Hij wordt jouw Koning, Hij wordt jouw Heere, jouw Verlosser.
Ik wil afsluiten met een voorbeeld van een meisje uit Zuid-Afrika. Ik heb dat verhaal
gehoord van de oude evangelist Dr. Willy Marais. Het ging over een meisje dat graag de
Heere Jezus wilde aannemen.
Heel wijs heeft hij toen aan haar gevraagd: “Ben je gewillig om alles prijs te geven wat
de Heere Jezus wil dat jij prijsgeeft, wat niet volgens Zijn Woord is?”

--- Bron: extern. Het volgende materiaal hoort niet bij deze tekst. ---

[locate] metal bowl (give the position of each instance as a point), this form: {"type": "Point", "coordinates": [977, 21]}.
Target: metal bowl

En zij antwoordde: “Daar is één probleem, Ik heb verkering met een ongelovige jongen
en als ik binnenkort 21 jaar word, dan gaan we verloven. En ik weet wat de Bijbel
daarover zegt. Dr. Willy Marais heeft daarover met haar gesproken, maar zij wilde niet
luisteren. De tranen liepen over haar wangen toen zij wegging van de pastorie. Ongeveer
een jaar later kreeg hij een brief van haar. Ik ben van hem gescheiden. Ik verwachtte
een baby van hem nog voor ik met hem getrouwd was. Hij heeft mij alleen gelaten. Nu
sta ik alleen met de baby. En nu besef ik dat de prijs die ik nu moet betalen veel groter is
dan toen op die dag bij u in de pastorie…”.